ColonelDax · 16/03/2023 13:39

I agree that a visual stimulus like an egg timer might be a good idea, but to be honest, why are you having a debate with a 4 year old in the first place?! You are the parent.

I always used to say that I'm asking you out of politeness, but its not actually a request.

This 😂. I used to say to mine “just because it sounded like a request, doesn’t mean it’s optional”.

I couldn’t have been bothered with all this fannying around making games of it or negotiating.

niugboo · 16/03/2023 18:52

Itsmehiimtheproblemitsmee · 16/03/2023 18:42

@niugboo Read through my posts. I didn’t come downstairs and start any Nastiness, I love my daughter more than anything in the world and am not Nasty to her.
If you read my posts, you’ll see that I said I came down and asked her to please get dressed. She often loves it and asks me to go up and get dressed and she likes to show me that she can get dressed quicker than me when I come down. I was fine with her not being ready at that point and am ALWAYS there to help her if she needs. It wasn’t that she couldn’t do it, it’s that she was answering back and trying to be in charge, as is happening a lot at the moment and that’s what I’m struggling with, there is no nastiness at all here, I’ve in the past easily been able to work through this situation with no problem, if anything people tell me I’m too soft.
Your posts are nasty and not constructive at all.

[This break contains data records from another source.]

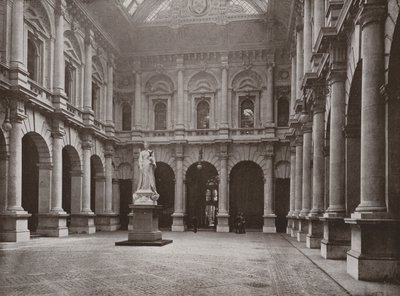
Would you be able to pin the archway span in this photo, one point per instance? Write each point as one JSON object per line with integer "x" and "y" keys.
{"x": 165, "y": 184}
{"x": 246, "y": 193}
{"x": 202, "y": 194}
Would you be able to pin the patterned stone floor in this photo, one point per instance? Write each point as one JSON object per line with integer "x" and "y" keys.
{"x": 206, "y": 263}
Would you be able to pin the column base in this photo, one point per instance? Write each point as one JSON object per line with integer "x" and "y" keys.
{"x": 302, "y": 229}
{"x": 14, "y": 227}
{"x": 375, "y": 248}
{"x": 336, "y": 238}
{"x": 315, "y": 233}
{"x": 178, "y": 223}
{"x": 82, "y": 223}
{"x": 223, "y": 223}
{"x": 107, "y": 222}
{"x": 54, "y": 225}
{"x": 269, "y": 223}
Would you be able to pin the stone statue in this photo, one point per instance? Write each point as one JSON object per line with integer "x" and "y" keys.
{"x": 146, "y": 192}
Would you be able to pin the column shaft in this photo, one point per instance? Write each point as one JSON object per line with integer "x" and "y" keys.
{"x": 372, "y": 115}
{"x": 86, "y": 180}
{"x": 108, "y": 190}
{"x": 59, "y": 63}
{"x": 17, "y": 36}
{"x": 307, "y": 153}
{"x": 299, "y": 178}
{"x": 319, "y": 17}
{"x": 269, "y": 115}
{"x": 223, "y": 192}
{"x": 15, "y": 168}
{"x": 292, "y": 180}
{"x": 110, "y": 92}
{"x": 56, "y": 179}
{"x": 269, "y": 187}
{"x": 307, "y": 36}
{"x": 87, "y": 104}
{"x": 138, "y": 100}
{"x": 318, "y": 162}
{"x": 337, "y": 146}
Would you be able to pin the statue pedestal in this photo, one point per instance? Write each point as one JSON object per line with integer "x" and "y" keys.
{"x": 143, "y": 222}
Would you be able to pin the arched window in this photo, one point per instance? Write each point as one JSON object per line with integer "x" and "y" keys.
{"x": 68, "y": 80}
{"x": 160, "y": 116}
{"x": 203, "y": 115}
{"x": 283, "y": 112}
{"x": 32, "y": 60}
{"x": 247, "y": 114}
{"x": 126, "y": 117}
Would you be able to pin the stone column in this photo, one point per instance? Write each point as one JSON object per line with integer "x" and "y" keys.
{"x": 17, "y": 36}
{"x": 14, "y": 222}
{"x": 293, "y": 86}
{"x": 179, "y": 126}
{"x": 315, "y": 227}
{"x": 336, "y": 241}
{"x": 307, "y": 36}
{"x": 110, "y": 91}
{"x": 306, "y": 188}
{"x": 269, "y": 214}
{"x": 223, "y": 214}
{"x": 87, "y": 91}
{"x": 224, "y": 95}
{"x": 269, "y": 114}
{"x": 375, "y": 252}
{"x": 84, "y": 221}
{"x": 59, "y": 63}
{"x": 178, "y": 215}
{"x": 292, "y": 188}
{"x": 299, "y": 185}
{"x": 319, "y": 17}
{"x": 138, "y": 100}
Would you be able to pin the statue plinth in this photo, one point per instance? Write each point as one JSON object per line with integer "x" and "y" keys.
{"x": 143, "y": 221}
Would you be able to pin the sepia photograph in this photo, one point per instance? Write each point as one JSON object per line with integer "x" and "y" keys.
{"x": 200, "y": 147}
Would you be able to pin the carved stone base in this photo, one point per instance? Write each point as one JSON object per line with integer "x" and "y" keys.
{"x": 14, "y": 227}
{"x": 54, "y": 225}
{"x": 144, "y": 230}
{"x": 82, "y": 223}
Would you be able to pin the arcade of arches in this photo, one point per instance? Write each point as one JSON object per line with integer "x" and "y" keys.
{"x": 285, "y": 111}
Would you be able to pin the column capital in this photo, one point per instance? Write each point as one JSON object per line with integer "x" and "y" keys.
{"x": 371, "y": 12}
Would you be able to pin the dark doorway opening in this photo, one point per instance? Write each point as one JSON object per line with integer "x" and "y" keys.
{"x": 202, "y": 195}
{"x": 282, "y": 200}
{"x": 165, "y": 184}
{"x": 246, "y": 194}
{"x": 125, "y": 187}
{"x": 66, "y": 184}
{"x": 30, "y": 181}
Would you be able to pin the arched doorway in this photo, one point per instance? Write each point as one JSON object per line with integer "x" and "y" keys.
{"x": 165, "y": 184}
{"x": 97, "y": 184}
{"x": 202, "y": 194}
{"x": 71, "y": 169}
{"x": 36, "y": 176}
{"x": 246, "y": 193}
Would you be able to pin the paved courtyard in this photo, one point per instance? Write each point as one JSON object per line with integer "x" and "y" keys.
{"x": 206, "y": 263}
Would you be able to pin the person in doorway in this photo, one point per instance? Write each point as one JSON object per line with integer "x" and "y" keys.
{"x": 194, "y": 223}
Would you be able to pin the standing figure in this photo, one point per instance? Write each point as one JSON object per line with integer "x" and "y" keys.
{"x": 147, "y": 166}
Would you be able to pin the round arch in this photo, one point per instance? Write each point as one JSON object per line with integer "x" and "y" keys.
{"x": 202, "y": 194}
{"x": 246, "y": 193}
{"x": 165, "y": 184}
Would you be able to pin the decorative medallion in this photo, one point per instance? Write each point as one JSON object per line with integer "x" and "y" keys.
{"x": 199, "y": 7}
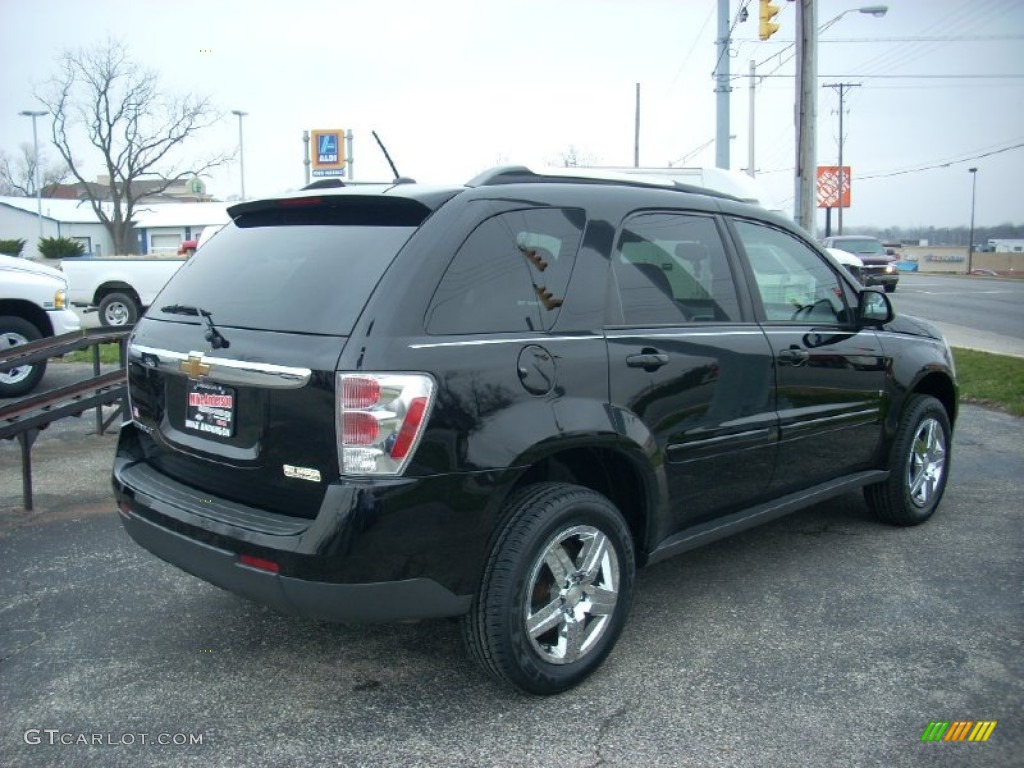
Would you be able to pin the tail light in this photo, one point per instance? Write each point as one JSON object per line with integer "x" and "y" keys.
{"x": 381, "y": 418}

So normally she does it and enjoys it and the one time she didn’t you decide to go in guns blazing, time outs and ruining the trip.

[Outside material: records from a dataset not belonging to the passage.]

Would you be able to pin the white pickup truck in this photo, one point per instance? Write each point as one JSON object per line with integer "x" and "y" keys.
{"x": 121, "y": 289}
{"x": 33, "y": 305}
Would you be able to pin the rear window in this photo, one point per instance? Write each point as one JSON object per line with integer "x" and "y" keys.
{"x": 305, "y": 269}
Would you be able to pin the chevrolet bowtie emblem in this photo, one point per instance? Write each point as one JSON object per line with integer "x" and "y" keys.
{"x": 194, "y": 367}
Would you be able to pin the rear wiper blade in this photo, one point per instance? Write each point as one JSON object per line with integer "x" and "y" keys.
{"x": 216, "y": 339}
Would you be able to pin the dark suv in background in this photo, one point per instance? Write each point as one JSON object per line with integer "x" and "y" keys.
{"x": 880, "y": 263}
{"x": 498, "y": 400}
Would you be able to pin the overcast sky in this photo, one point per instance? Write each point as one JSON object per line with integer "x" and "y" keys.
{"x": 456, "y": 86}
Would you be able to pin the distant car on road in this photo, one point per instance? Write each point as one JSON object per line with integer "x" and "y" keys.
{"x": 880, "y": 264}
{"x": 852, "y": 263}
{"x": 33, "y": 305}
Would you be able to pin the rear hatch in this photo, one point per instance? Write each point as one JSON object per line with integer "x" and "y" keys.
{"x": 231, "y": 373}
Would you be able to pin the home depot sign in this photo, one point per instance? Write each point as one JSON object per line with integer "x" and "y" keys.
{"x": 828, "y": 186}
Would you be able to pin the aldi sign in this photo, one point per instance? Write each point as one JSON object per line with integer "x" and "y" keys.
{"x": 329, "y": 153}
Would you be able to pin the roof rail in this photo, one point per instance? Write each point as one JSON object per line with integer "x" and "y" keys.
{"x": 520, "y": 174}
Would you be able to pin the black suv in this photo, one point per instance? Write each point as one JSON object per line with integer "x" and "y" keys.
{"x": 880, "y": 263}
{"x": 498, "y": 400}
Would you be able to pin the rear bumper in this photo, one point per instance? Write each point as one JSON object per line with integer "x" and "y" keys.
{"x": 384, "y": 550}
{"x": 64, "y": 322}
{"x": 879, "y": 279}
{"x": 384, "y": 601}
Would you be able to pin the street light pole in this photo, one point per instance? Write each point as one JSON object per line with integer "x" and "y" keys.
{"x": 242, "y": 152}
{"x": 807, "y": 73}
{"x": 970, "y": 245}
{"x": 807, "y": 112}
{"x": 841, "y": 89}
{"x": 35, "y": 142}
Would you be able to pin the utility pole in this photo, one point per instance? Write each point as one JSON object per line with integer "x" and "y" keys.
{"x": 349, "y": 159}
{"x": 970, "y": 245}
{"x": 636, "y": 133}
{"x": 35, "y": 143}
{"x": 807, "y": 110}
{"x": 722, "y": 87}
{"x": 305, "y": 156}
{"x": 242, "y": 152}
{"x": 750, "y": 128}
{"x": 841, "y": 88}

You have work to do. She’s 4. She will becoming more engrossed in activities. She’s becoming independent. This approach is going to make life really difficult.

Itsmehiimtheproblemitsmee · 16/03/2023 18:57

@niugboo No, not the one time…again read my posts.
Are you the perfect parent then? I’m guessing you must be to say these things to another parent, that I have *Work to do. I’d never deem myself so perfect that I’d say this to another parent, how can you know you’re that good. All children are different, yes?

OP posts:
Itsmehiimtheproblemitsmee · 16/03/2023 18:59

@bussteward This is what I don’t understand 🤷🏻‍♀️She’s been doing this for ages, prefers to make her own breakfast etc etc. As I say, my life was actually much easier when I just got in with it and did it all for her.